The Ukrainian agreement to support the US proposal for a 30-day ceasefire in the war against Russian aggression focuses on what Moscow may or may not agree with, and what pressure the Trump administration can bring on Vladimir Putin.
Over the past few years, we’ve been asked frequently about the possibility that Putin may be using it more than Trump, and the question here is something Trump has to persuade him.
On Wednesday, US Secretary of State Marco Rubio said the US had contacted Russia later that day, suggesting Washington wanted a “positive answer.”
Moscow says Washington needs to explain before replying.
By Wednesday, it was clear that despite Rubio’s optimism, Putin intended to ensure the greatest advantage from his speech on the ceasefire.
“It’s difficult for Putin to agree in his current form,” a senior Kremlin source told Reuters, “Putin has a strong position as Russia is moving forward.
“Yes, we support a truce with both hands, but at least we need it from the framework guarantee and at least from the US,” the source said.
The reality is that despite the war losses of the masses of Russia, the damage to the economy and diplomatic isolation, they believe it is winning the war.
Despite the continued advancement of the Russian troops through the ice age at large costs, they believe that a ceasefire will benefit Ukraine, and the view should be reflected in negotiations.
Rubio admits that territorial concessions have already been raised with the Ukrainian delegation in Jeddah earlier this week, so that Trump has to offer Putin seems more in the way of carrots than something Ukraine is hard to accept.
The broader US sanctions and tariffs on Russia, which Trump said he has been considering recently, are unlikely to have a major impact on negotiations to persuade Moscow to agree to a ceasefire.

As Alexander Colindl of the European Centre for Policy Analysis said, “Exports to Russia to Russia fell by more than 80% in the previous period last year, prompting the only harmful bank sanctions since 1992.
Another way is that Trump can give Putin.
The US administration’s deal with Moscow has already broken one taboo since the Biden era. This defies a broad US-European unanimity that Russia should be diplomatically isolated.
However, it is the economy that Russia remains the most vulnerable. The costs of war and international sanctions have not collapsed the economy in the way some suggest it, but high interest rates and low growth are slowly crippling Russia.
As an incentive, the US could put an end to bank sanctions and bans on access to Western technology, and many non-US sanctions are likely to remain from countries allied with Ukraine.

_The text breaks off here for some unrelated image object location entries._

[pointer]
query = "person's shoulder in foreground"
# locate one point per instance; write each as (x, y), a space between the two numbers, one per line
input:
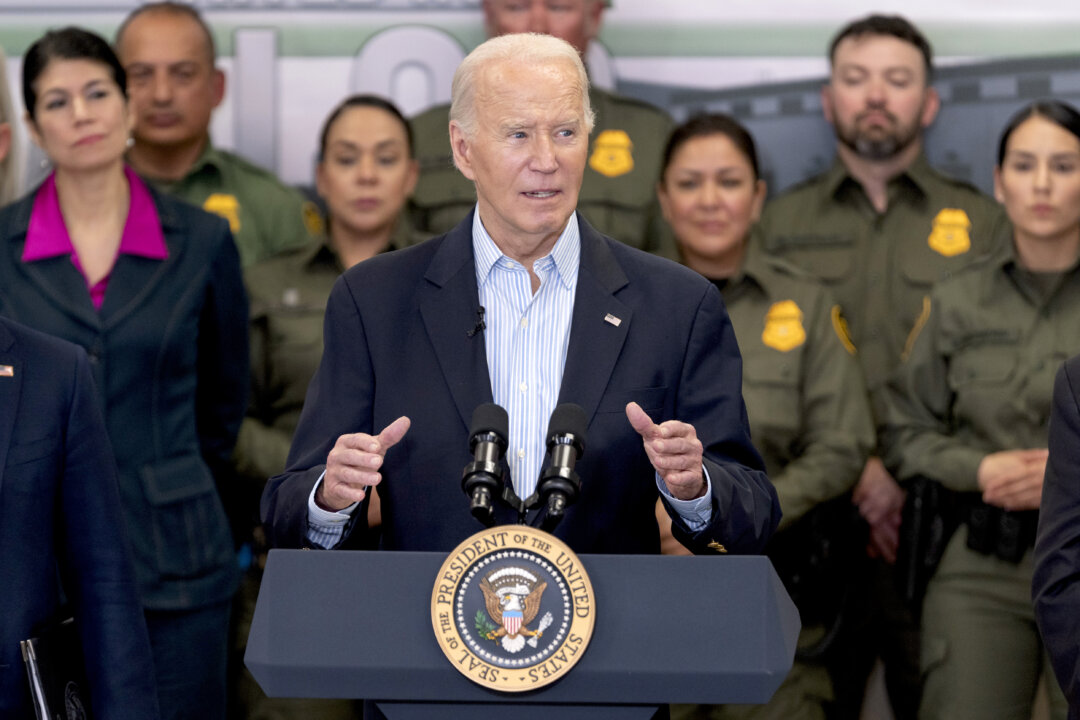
(1055, 586)
(59, 508)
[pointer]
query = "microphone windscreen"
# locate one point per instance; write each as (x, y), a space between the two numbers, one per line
(568, 419)
(490, 418)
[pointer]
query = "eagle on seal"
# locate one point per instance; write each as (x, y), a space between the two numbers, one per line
(512, 606)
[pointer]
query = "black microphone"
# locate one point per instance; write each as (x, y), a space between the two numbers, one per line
(478, 326)
(559, 486)
(482, 478)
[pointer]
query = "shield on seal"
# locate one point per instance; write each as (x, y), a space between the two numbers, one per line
(512, 621)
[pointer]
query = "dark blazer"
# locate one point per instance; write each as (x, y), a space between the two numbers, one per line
(396, 343)
(59, 510)
(1055, 584)
(169, 353)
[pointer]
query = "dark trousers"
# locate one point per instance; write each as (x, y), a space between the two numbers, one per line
(885, 628)
(190, 651)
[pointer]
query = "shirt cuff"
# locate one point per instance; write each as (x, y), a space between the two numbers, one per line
(326, 527)
(696, 513)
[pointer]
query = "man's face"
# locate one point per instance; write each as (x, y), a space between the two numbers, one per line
(528, 153)
(172, 81)
(877, 99)
(575, 21)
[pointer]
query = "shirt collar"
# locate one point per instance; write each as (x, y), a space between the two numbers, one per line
(566, 254)
(46, 235)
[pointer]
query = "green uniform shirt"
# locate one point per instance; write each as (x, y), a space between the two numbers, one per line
(288, 295)
(981, 374)
(619, 191)
(880, 267)
(808, 411)
(265, 215)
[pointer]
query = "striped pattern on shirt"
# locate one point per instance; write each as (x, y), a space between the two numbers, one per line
(526, 340)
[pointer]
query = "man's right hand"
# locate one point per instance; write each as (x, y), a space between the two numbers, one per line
(353, 465)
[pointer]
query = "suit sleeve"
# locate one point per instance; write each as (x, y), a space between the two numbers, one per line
(223, 364)
(1055, 587)
(745, 510)
(97, 566)
(338, 402)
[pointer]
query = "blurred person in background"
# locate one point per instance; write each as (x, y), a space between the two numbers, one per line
(969, 409)
(365, 174)
(805, 395)
(151, 289)
(169, 53)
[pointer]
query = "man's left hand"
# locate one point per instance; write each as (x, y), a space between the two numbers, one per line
(674, 450)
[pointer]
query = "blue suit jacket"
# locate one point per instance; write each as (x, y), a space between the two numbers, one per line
(59, 508)
(169, 353)
(1055, 585)
(396, 343)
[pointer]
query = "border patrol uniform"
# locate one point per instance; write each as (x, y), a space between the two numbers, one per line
(880, 267)
(810, 420)
(288, 296)
(618, 194)
(264, 215)
(980, 379)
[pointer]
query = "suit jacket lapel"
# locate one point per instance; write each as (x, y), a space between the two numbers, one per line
(134, 277)
(599, 324)
(9, 394)
(448, 304)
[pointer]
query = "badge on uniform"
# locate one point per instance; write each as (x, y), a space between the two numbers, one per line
(226, 206)
(612, 153)
(783, 326)
(950, 234)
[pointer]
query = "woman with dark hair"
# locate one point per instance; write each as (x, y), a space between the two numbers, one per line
(151, 288)
(805, 396)
(969, 409)
(365, 174)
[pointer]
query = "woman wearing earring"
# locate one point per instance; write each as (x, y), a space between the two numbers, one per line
(365, 174)
(970, 409)
(151, 289)
(805, 396)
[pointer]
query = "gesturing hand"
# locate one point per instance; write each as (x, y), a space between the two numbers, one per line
(674, 450)
(1012, 479)
(353, 465)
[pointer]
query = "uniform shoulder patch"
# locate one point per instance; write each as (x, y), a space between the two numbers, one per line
(612, 153)
(841, 329)
(950, 234)
(783, 326)
(312, 218)
(227, 206)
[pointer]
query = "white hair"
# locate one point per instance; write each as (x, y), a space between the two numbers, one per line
(529, 49)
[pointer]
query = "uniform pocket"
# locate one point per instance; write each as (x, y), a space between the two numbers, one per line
(826, 257)
(189, 529)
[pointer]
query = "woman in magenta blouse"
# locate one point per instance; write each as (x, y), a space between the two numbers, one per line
(151, 288)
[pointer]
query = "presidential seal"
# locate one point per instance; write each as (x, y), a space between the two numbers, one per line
(513, 609)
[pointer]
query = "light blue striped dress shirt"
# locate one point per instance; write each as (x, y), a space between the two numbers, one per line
(526, 338)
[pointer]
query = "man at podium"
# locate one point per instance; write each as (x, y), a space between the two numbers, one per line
(526, 306)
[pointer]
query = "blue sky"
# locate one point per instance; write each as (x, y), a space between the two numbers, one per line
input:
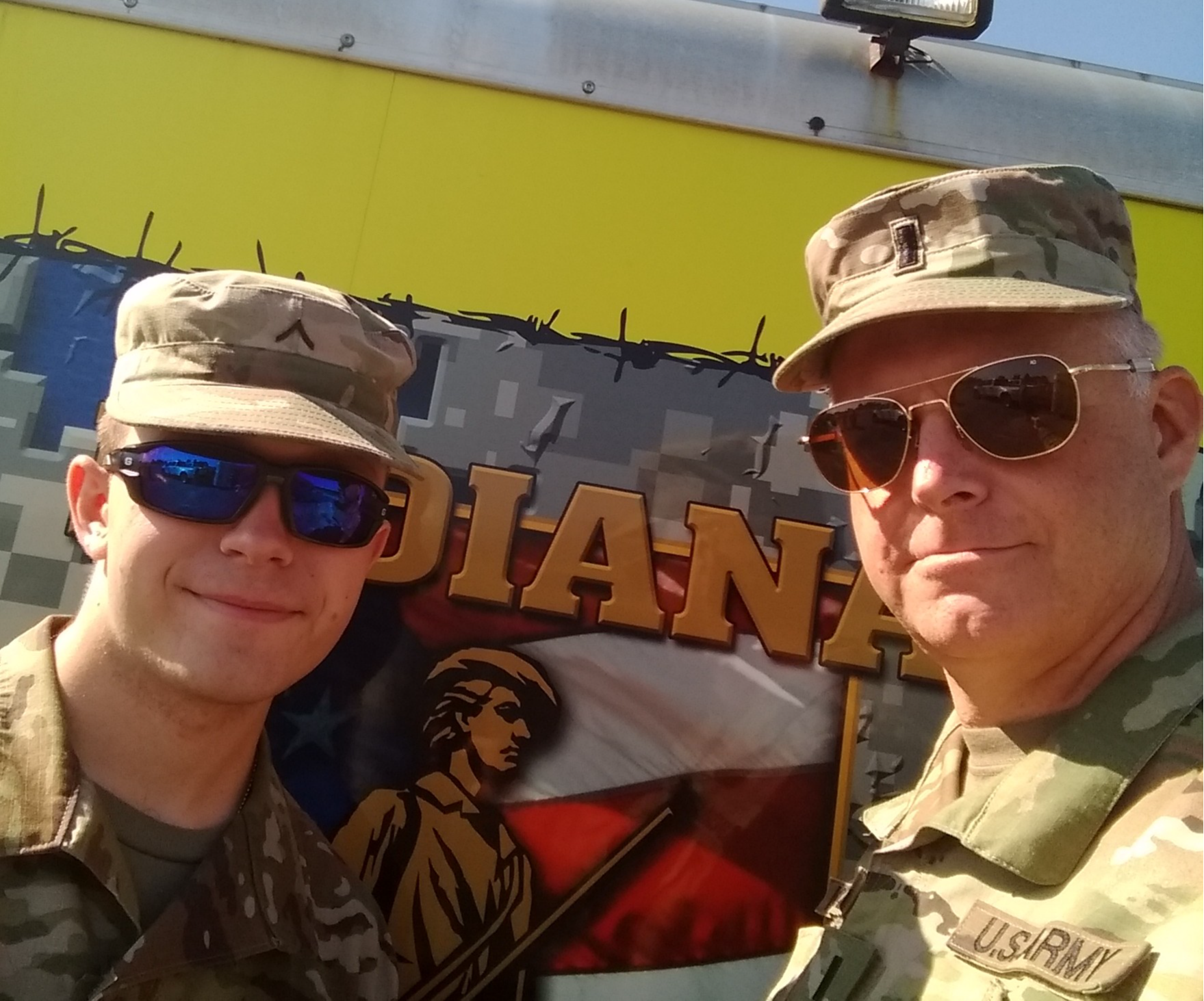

Beyond that, the problem becomes more complicated. Putin’s long-term demands remain the same. Demilitarizing Ukraine, its commitment to not join NATO in the future, and his desire to retain the annexed territory of the Crimea, in particular.
None of them could fly alongside Ukraine’s European allies.
Trump’s unsolved pressure on Ukraine, including a recent meeting with Ukrainian president Voldymir Zelensky at the White House – may have persuaded Putin of the relative weakness of leverage with Russia.
As John Luff, a Chatham House assistant fellow, wrote last year before last, “I think Trump believes he will have the advantage in relations with the United States because of his sense that Putin has lost control of the world affairs.”
All of these leave one meaningful lever. It is an increase in US military support for Ukraine.
But it is not lost to anyone that this is likely Trump’s least preferred approach, especially after a temporary suspension of such aid to Kiev.